Using Materialized Views on the ClickHouse Engine

Materialized views can be used as follows on the ClickHouse engine in five scenarios:

Scenario 1: Obtain the SQL statement from the ClickHouse execution log and directly parse the SQL statement to obtain the projection. Parsing recommendations does not occupy resources on the ClickHouse server.

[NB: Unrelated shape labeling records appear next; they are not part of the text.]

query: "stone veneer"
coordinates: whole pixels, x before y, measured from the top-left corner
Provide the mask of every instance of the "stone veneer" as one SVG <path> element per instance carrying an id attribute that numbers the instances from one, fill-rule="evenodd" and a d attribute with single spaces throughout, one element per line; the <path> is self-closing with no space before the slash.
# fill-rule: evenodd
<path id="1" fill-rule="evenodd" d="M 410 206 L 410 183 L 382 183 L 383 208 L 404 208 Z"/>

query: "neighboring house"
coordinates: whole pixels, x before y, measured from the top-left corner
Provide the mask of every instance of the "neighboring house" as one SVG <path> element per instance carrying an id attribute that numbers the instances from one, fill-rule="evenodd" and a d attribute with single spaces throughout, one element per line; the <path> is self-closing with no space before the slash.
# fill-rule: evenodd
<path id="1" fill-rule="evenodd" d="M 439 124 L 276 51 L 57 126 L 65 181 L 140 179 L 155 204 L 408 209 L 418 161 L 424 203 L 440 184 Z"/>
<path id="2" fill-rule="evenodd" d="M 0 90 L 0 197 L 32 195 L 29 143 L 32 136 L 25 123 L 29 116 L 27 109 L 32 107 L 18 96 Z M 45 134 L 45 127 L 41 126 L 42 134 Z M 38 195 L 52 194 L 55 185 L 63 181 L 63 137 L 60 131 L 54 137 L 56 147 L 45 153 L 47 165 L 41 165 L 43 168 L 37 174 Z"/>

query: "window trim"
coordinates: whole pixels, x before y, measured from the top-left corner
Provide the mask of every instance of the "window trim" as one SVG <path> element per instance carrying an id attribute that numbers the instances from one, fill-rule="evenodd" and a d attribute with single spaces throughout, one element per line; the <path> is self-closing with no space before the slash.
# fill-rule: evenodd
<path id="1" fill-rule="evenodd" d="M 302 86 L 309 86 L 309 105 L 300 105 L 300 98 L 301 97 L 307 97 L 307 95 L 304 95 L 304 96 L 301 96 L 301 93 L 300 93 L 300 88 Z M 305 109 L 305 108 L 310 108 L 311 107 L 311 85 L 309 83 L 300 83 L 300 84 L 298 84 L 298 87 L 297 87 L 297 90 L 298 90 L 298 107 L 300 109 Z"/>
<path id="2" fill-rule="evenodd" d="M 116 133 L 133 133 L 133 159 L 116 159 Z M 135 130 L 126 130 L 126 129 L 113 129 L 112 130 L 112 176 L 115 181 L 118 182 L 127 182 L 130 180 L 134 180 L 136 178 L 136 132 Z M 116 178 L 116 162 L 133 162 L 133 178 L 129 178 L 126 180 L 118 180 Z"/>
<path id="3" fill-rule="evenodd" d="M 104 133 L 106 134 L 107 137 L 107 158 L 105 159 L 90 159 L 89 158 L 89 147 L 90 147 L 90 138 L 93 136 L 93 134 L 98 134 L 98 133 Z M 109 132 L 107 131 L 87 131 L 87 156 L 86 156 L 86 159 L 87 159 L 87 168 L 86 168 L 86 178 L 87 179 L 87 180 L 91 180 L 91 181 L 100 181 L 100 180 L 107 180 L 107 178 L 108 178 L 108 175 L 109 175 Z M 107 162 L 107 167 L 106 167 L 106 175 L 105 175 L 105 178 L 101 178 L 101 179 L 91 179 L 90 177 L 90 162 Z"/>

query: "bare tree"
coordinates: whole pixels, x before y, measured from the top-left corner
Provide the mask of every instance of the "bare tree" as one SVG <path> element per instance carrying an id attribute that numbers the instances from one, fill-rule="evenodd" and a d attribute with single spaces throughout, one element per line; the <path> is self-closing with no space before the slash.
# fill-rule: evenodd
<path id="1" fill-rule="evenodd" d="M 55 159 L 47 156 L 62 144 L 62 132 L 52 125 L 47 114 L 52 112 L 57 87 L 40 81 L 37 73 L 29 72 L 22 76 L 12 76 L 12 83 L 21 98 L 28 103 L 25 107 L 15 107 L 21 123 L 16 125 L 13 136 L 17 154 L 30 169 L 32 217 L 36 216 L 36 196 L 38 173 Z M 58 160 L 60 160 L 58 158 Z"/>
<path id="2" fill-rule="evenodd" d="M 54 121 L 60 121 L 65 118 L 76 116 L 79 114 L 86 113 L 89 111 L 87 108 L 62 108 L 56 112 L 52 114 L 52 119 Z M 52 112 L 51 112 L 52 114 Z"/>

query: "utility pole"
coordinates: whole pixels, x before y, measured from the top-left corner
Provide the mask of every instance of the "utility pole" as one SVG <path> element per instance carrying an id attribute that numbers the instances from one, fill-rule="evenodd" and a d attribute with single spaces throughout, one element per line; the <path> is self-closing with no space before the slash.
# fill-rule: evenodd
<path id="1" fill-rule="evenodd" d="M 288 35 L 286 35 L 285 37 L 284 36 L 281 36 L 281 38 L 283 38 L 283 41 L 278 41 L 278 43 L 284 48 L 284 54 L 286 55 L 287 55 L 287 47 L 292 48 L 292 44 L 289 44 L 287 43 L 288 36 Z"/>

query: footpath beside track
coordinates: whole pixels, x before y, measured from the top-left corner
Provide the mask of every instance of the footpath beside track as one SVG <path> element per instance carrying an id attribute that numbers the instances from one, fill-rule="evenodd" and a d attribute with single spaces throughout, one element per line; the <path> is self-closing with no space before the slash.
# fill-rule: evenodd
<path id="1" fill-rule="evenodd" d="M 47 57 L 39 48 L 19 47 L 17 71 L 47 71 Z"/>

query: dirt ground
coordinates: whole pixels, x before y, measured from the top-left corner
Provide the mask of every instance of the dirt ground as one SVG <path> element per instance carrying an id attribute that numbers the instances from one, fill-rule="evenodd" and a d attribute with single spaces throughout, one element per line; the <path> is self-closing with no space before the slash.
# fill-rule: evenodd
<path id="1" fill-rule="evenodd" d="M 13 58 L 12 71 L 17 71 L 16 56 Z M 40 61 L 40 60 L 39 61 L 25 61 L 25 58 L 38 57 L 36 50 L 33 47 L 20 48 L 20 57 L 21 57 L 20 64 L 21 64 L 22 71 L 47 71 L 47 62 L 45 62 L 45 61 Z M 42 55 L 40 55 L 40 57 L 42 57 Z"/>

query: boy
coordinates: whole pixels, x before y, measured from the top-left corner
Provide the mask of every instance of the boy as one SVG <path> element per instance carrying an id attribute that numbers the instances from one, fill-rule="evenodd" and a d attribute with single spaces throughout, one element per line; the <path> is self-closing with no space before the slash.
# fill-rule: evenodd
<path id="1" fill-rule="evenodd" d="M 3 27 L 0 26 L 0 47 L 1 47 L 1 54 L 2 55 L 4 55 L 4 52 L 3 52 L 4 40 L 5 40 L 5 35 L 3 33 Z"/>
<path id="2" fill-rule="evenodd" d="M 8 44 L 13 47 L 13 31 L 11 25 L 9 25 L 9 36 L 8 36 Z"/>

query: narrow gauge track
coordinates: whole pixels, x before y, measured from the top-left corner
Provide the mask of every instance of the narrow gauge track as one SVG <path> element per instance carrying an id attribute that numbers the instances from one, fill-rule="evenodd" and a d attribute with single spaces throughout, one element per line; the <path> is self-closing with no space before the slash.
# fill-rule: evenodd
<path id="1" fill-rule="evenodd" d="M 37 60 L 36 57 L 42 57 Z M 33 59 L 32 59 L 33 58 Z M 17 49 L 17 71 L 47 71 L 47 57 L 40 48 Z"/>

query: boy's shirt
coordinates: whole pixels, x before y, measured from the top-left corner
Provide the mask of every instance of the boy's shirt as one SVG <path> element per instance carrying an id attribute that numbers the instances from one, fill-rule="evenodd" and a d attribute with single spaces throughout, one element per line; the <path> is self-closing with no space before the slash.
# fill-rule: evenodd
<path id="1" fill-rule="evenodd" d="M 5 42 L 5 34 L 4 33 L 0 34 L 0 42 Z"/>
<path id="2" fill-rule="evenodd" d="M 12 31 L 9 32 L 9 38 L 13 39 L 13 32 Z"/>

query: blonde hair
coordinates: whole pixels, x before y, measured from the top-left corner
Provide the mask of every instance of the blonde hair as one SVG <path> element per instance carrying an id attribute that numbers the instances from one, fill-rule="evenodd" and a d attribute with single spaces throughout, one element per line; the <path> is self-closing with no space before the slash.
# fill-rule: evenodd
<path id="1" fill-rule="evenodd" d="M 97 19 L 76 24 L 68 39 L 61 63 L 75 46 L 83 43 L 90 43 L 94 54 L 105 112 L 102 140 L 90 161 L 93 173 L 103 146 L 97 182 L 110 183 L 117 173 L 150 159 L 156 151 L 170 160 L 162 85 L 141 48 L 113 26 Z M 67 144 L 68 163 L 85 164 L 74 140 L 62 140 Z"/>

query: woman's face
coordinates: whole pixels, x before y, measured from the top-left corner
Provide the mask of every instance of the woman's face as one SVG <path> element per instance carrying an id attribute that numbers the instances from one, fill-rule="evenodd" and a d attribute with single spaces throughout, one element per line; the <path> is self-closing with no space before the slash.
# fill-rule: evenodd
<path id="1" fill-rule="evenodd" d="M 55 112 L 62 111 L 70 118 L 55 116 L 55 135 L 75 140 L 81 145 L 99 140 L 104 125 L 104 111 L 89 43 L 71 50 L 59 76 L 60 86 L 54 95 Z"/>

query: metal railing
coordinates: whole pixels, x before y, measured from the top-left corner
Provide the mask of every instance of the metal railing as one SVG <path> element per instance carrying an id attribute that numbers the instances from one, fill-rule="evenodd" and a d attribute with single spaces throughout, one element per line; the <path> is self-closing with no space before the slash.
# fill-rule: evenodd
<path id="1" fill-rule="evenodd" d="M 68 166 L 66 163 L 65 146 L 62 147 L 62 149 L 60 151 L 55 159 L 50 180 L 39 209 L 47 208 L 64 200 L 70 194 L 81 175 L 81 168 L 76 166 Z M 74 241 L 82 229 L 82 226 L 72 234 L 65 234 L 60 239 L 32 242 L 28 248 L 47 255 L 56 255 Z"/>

Configuration file in the distributed table scenario:

database = ssb  # Target database
work_path = ./clickhouse # Path for storing working files such as materialized view SQL files, view files, and model files
ck_host = 0.0.0.0 # ClickHouse service IP address
ck_port = 9000 # ClickHouse service port
cluster_name = mycluster # Cluster name
projection_wait_time = 3600 # Timeout interval for creating a projection
is_distributed_table = True # Type of the ClickHouse table. False indicates that the table is a local table, and True indicates that the table is a distributed table.
clickhouse_tables = lineorder_flat_all # Target table. Use commas (,) to separate multiple tables. The tables must be in the target database.
query_log_table = system.query_log # Log table from which SQL statements are extracted
sql_running_time_threshold = 100 # SQL execution time threshold, in ms. SQL statements whose execution time is less than the threshold will not be processed.
query_limit_each_table = 15 # Maximum number of SQL statements that can be analyzed in each target table
projection_limit_each_table = 3 # Number of projections created for each table
projection_with_conditional_functions = False # Indicates whether to recommend projections for aggregate functions that contain conditions.
allows_materialize_projection = True # Indicates whether to materialize historical data of a new projection.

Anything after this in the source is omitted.